Père et fils se lèvent enfin. Mohammed, ouvrier du bâtiment, doit partir pour le travail. Ammar est déçu. « Je suis en colère contre toi », proteste-t-il. « Ce sont les derniers mots qu’il m’a adressés », se souvient Mohammed Hujairat. Il s’en va. La tante de l’enfant l’emmène avec ses cousins dans un parc. Ammar se console. Dans une vidéo envoyée à son père, il dit : « Papa, je t’aime. » Une dizaine de secondes plus tard, il est tué par une balle perdue.
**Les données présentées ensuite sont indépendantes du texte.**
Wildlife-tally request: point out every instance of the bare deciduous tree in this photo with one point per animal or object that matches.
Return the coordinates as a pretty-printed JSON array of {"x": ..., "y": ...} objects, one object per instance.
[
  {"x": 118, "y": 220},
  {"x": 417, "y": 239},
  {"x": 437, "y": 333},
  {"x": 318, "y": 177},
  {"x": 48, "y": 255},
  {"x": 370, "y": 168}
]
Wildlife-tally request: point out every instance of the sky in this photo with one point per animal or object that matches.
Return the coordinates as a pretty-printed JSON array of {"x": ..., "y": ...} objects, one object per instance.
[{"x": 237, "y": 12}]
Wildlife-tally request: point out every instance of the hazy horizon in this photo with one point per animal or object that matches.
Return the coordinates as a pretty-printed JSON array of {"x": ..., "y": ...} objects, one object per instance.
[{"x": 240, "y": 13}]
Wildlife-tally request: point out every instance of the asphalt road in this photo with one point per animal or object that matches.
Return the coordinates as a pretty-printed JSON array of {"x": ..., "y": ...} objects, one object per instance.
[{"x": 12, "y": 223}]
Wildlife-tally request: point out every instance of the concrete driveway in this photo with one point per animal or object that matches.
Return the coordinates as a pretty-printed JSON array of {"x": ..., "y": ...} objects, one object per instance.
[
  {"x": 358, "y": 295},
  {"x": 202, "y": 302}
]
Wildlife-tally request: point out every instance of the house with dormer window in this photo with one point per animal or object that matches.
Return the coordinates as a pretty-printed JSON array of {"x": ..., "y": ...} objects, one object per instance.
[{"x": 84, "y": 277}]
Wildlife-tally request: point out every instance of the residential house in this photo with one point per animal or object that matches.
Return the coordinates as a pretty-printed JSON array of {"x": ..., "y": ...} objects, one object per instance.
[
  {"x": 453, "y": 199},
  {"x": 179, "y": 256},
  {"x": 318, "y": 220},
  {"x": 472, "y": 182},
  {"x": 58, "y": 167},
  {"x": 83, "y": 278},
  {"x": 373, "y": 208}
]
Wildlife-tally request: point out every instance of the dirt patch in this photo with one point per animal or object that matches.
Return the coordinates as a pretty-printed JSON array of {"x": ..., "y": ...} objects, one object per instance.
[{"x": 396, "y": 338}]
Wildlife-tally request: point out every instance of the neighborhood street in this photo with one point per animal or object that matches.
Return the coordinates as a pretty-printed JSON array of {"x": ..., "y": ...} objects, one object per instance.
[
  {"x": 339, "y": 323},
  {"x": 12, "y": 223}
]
Un tireur était venu mitrailler un camion-benne, sur le chantier au-dessus, dans le cadre d’une dispute entre entrepreneurs, sur fond de vol de matériaux.

Aïcha Hujairat et son deuxième fils Omar, chez eux à Bir Al-Maksur, le 12 août 2023.
Mohammed Hujairat prie dans le salon de sa maison à Bir Al-Maksur, le 12 août 2023.

Disputes familiales, brouilles entre propriétaires, prêts non remboursés, trafic d’armes, de drogue, racket : dans les communautés palestiniennes d’Israël, une violence de plus en plus meurtrière accompagne le développement d’une criminalité de plus en plus entreprenante. Cent cinquante-sept Arabes israéliens ont été tués depuis le début de l’année dans ce genre de règlements de compte, contre 116 durant les douze mois de 2022, selon Abraham initiatives, une association qui milite pour l’égalité entre citoyens juifs et arabes. Selon un rapport de la Knesset, les personnes qui ont succombé à un meurtre en Israël, entre 2018 et 2022, sont à 70 % des Palestiniens, alors que cette communauté ne constitue que 20 % de la population de cet Etat.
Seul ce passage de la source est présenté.